You can only buy the Q1200 from registered Weber distributors, and the Q1000’s can only be purchased from other more general stores, like BCF, Retravision and so forth.
Our folks have the family weber (Q2000), which they got second hand not knowing it was the larger model, and it works fine too. Ironically, they are actually not as tall, and fit into the tunnel boot of their caravan easily.
You’ll find that the Baby Q is often too tall to fit into a regular tunnel boot, which means you have to remove the lid, or cut the feet down. Both options work, or you could get a Ziggy that is much smaller in height!
How much do they cost?
Webers are not cheap, and I’m sure you pay for the brand name. That said, they have some of the best customer service in the world, and will happily send you new parts for anything that has failed in, and even outside of warranty.
We paid about $600 for our Weber, with a number of accessories including a 3 metre gas bayonet fitting, flat plate for cooking, pizza stone (which we’ve since broken), wire brush for cleaning, trivet and trays and a few other bits and pieces.
I must admit I felt the eyes water a bit as I departed with the docket in hand, but looking back I feel its probably been worth it.
What accessories are worth buying?
You can spend a lot of money on accessories for the Weber, and they aren’t always necessary depending on how you are going to use it. Also, you can buy non genuine accessories for a fraction of the price, and the quality is not always significantly worse.
You need the trivet, and get one of their aluminium trays and drill out a normal baking tray in the same hole style, and you are set for life. We have a half flat plate for cooking breakfast, but to be honest never both swapping it out and just avoid cooking eggs on the Weber.
We had (and broke) a pizza stone and two pizza plates, and we bought a genuine Weber brush for cleaning the BBQ, which has been invaluable.
How do you travel with them?
If you stick to the bitumen roads, you’d get away with leaving the grills in place. For us, we always remove them as the chances of them picking up and falling back down on the burner tube is very high, which would wreck the unit.
It’s worth noting that you can get a single piece grill as a replacement, which would make it impossible to fall down and do damage, and some people have gone this way.
We simply unclip our gas fitting, coil it up, take the grills out and put them in an old neoprene laptop bag with some cardboard between them and put the weber in its bag. Without the grills in they are seriously light, and despite taking up a fair chunk of room they are easy enough to travel with.
What’s our favourite things to cook?
Anything that you do in the weber seems to taste better than doing at home in a frying pan, or in the oven. I don’t know what it is, but you can buy and eat the cheapest sausages around and they will actually taste amazing.
We love cooking steak, sausages, zucchini slices, sweet potato, skewers and bruschetta on the grill, and with the trivet we often cook various roasts, and pizzas.
Using the flat plate, we do occasionally cook bacon and eggs, or fish, but these days it rarely comes out.

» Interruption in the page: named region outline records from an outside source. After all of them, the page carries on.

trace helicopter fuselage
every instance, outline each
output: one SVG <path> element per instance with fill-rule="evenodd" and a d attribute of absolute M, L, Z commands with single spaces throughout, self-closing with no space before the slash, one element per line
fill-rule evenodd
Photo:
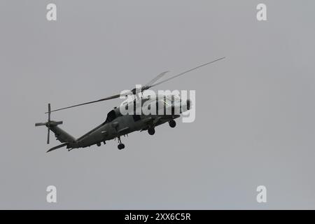
<path fill-rule="evenodd" d="M 139 102 L 141 104 L 140 106 L 137 106 Z M 151 106 L 155 105 L 154 111 L 156 113 L 144 114 L 141 111 L 140 114 L 136 114 L 136 108 L 139 108 L 139 106 L 142 108 L 144 103 L 146 103 L 147 106 L 149 104 Z M 161 105 L 162 106 L 162 108 Z M 122 107 L 126 108 L 132 106 L 134 106 L 134 110 L 132 110 L 134 113 L 132 113 L 133 114 L 122 114 Z M 105 144 L 106 141 L 115 138 L 118 138 L 118 141 L 121 144 L 120 139 L 121 136 L 136 131 L 148 130 L 150 134 L 153 134 L 155 127 L 167 122 L 176 124 L 174 120 L 179 118 L 180 113 L 189 110 L 190 106 L 189 100 L 182 102 L 181 99 L 177 98 L 174 100 L 174 98 L 172 98 L 172 96 L 158 95 L 151 99 L 136 99 L 132 102 L 122 104 L 120 107 L 115 107 L 107 114 L 105 122 L 81 137 L 69 142 L 67 148 L 70 149 L 85 148 L 94 144 L 99 146 L 102 142 Z M 169 111 L 169 113 L 167 113 L 166 111 Z M 179 111 L 179 113 L 175 113 L 175 111 Z M 172 127 L 171 123 L 170 126 Z"/>

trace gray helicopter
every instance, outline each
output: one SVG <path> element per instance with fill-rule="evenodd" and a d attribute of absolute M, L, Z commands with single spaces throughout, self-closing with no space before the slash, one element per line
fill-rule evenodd
<path fill-rule="evenodd" d="M 55 133 L 57 140 L 62 143 L 60 145 L 51 148 L 47 152 L 64 146 L 66 146 L 69 151 L 74 148 L 85 148 L 94 144 L 100 146 L 102 142 L 106 144 L 106 141 L 114 139 L 118 140 L 118 149 L 123 149 L 125 148 L 125 144 L 121 142 L 120 138 L 122 136 L 127 135 L 135 131 L 142 132 L 146 130 L 148 131 L 149 134 L 153 135 L 155 133 L 155 127 L 165 122 L 168 122 L 171 127 L 175 127 L 176 123 L 174 120 L 179 118 L 183 113 L 190 110 L 192 107 L 192 102 L 190 99 L 183 100 L 180 97 L 175 94 L 157 94 L 144 97 L 144 91 L 224 58 L 225 57 L 221 57 L 212 62 L 203 64 L 162 81 L 156 83 L 167 72 L 165 71 L 159 74 L 146 85 L 141 86 L 141 88 L 136 88 L 127 92 L 113 95 L 98 100 L 52 111 L 51 110 L 50 104 L 48 104 L 48 111 L 46 112 L 46 113 L 48 113 L 48 120 L 46 122 L 36 123 L 35 126 L 47 127 L 48 144 L 49 144 L 50 142 L 50 130 Z M 62 121 L 54 121 L 50 120 L 52 112 L 128 96 L 131 96 L 132 100 L 130 100 L 129 102 L 126 101 L 120 106 L 115 107 L 107 113 L 107 117 L 104 122 L 78 139 L 74 138 L 58 127 L 59 125 L 62 124 Z M 150 111 L 155 113 L 143 113 L 142 108 L 144 105 L 146 105 L 147 108 L 150 108 L 152 107 L 153 110 Z M 128 111 L 127 113 L 122 113 L 122 111 L 126 111 L 126 110 Z M 140 111 L 140 113 L 139 113 L 139 111 Z"/>

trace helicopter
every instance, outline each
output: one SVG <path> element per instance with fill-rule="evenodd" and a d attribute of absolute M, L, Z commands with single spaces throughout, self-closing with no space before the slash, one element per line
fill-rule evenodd
<path fill-rule="evenodd" d="M 144 91 L 225 58 L 224 57 L 216 59 L 157 83 L 158 80 L 168 72 L 164 71 L 144 86 L 136 86 L 132 90 L 98 100 L 55 110 L 51 110 L 50 104 L 48 104 L 48 111 L 45 113 L 48 114 L 48 121 L 35 123 L 35 126 L 46 126 L 48 128 L 48 144 L 50 144 L 50 131 L 55 133 L 56 139 L 62 143 L 60 145 L 50 148 L 47 153 L 64 146 L 68 149 L 68 151 L 74 148 L 85 148 L 92 145 L 101 146 L 102 142 L 104 144 L 106 144 L 106 141 L 115 139 L 118 139 L 118 148 L 119 150 L 123 149 L 125 148 L 125 144 L 121 141 L 122 136 L 136 131 L 142 132 L 146 130 L 150 135 L 153 135 L 155 133 L 155 127 L 166 122 L 169 123 L 169 127 L 174 128 L 176 125 L 175 119 L 181 117 L 183 113 L 190 110 L 192 106 L 192 102 L 189 99 L 183 100 L 180 96 L 176 96 L 176 94 L 157 94 L 144 97 Z M 74 138 L 58 126 L 63 123 L 62 121 L 55 121 L 50 119 L 52 112 L 116 98 L 122 99 L 123 97 L 131 97 L 132 100 L 126 101 L 119 106 L 114 107 L 113 109 L 107 113 L 105 121 L 78 139 Z M 143 113 L 144 105 L 146 105 L 147 108 L 152 107 L 152 110 L 149 111 L 150 113 Z M 139 113 L 139 111 L 140 113 Z M 152 111 L 155 113 L 152 113 Z"/>

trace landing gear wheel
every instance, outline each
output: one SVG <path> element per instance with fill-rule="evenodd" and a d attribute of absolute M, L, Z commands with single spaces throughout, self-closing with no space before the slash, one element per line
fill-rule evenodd
<path fill-rule="evenodd" d="M 121 150 L 121 149 L 122 149 L 122 148 L 125 148 L 125 144 L 120 144 L 118 145 L 118 148 L 119 150 Z"/>
<path fill-rule="evenodd" d="M 148 133 L 150 135 L 153 135 L 155 133 L 155 130 L 154 130 L 154 128 L 150 127 L 149 129 L 148 129 Z"/>
<path fill-rule="evenodd" d="M 176 126 L 176 122 L 175 120 L 171 120 L 169 121 L 169 125 L 171 127 L 175 127 L 175 126 Z"/>

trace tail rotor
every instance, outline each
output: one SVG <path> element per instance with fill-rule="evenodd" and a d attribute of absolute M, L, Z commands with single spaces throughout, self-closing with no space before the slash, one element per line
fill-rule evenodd
<path fill-rule="evenodd" d="M 57 126 L 58 125 L 62 125 L 62 121 L 53 121 L 50 120 L 50 113 L 51 113 L 51 108 L 50 108 L 50 104 L 48 104 L 48 120 L 46 122 L 38 122 L 35 123 L 35 126 L 46 126 L 48 129 L 47 132 L 47 144 L 49 144 L 49 139 L 50 139 L 50 127 L 53 126 Z"/>

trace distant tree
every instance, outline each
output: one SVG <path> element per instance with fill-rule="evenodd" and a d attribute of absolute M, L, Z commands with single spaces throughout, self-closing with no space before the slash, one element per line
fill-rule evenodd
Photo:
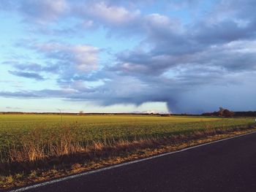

We are still very much experimenting with the Weber despite having it for more than a year though, and always love trying out new recipes.
Weber or Ziggy
I’m going to be diplomatic here, and say that both products are extremely popular, and well loved by their respective owners. One is a better backed brand, and likely better quality, but the Ziggy has some benefits over the Weber, and at the end of the day if it cooks the food you want well, does it really matter?
What do you use? What do you like cooking on it?